В городе было голодно. Особенно тяжело жилось беженцам, они ушли от голодного мора со своих мест и не нашли сытости здесь. Среди них немало было жителей Поволжья. Они ютились в недостроенном двухэтажном кирпичном доме, — и первый и второй этажи были заполнены женщинами, детьми, стариками. Их я увидел, когда отец в двумя петрокоммуновцами и Володей Полуярковым принес им мешок хлеба.

Как на пришельцев из иного мира глядели на нас эти люди. Они лежали и сидели на полу в тряпье, грязные, обросшие, с ввалившимися глазами, безгубые. Это были дистрофики, хотя в то время еще и не бытовало это страшное слово. Смрадом, тленом был наполнен воздух. С тех пор я узнал запах голода.

Беженцы с криками бросились к отцу, как только он вытащил из мешка первый кусок. Отец исчез в галдящей, машущей руками людской мешанине, а когда вырвался, то был уже без мешка, без фуражки, встрепанный и растерянный. Такими же были и петрокоммуновцы, пытавшиеся ему помочь.

— Ну, черта с два теперь слабым достанется, — сказал отец, переводя дух.

А слабые тянули к нему из углов руки, умоляюще глядели, и надо было видеть эти исхудалые руки, эти горящие голодом глаза, — но что он мог сделать, если все уже разошлись по своим углам и даже мешка не оказалось на месте. И тут случилось то, чего мне никогда не забыть. Слабые стали ругать отца, потрясать кулаками, плевать на него.
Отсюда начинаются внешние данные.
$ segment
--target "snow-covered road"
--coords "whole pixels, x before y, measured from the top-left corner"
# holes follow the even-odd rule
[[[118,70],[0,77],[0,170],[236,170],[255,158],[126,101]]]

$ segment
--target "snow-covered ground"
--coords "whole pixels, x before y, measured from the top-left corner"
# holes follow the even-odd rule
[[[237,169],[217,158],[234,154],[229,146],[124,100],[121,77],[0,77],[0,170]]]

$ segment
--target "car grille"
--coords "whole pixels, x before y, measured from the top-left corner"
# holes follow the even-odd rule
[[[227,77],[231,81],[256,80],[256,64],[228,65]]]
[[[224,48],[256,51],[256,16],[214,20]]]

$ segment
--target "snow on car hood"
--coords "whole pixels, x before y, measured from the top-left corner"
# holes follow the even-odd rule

Отец пятился, закрывая лицо руками.

Мы еле выбрались на улицу.

Память. Она ведь очень разная у людей. Кто что запоминает. Мне почему-то врезались на всю жизнь две строчки из частушки. Шли парни с гармошкой и, поравнявшись с нашим домом, пропели: «Знаю улки, переулки, где Воронины живут!» — отлично помню, как меня поразило то, что в частушку попала наша фамилия, совершенно не догадываясь, что ее либо вставили вместо какой-то другой, либо сочинили специально. Что, наверно, автору было не так-то уж и трудно.

В Кустанае я пошел в первый класс. Ни тетрадей, ни бумаги не было. Писали палочками на снегу. В классе сидели не раздеваясь — школа не отапливалась.

В доме часто звучало слово «реквизит». Это было разное барахло, изъятое из буржуйских квартир и особняков: салопы, платья со шлейфами, фраки, бархатные камзолы, шелковые пеньюары, кружевные покрывала, льняные скатерти с фамильными гербами и уйма всяких других вещей, в большинстве своем ненужных людям нового времени. Весь этот «реквизит» менялся на хлеб и кожу. Цен на «реквизит» никто не устанавливал, да и невозможно было установить, — меняли, торговались, стараясь за каждую тряпку получить от местных богатеев как можно больше. Это называлось «товарообменом». Иногда в шутку — «товарообманом». Никаких ревизий в то время не было, — все на честности и сознательности. В Питере — голод!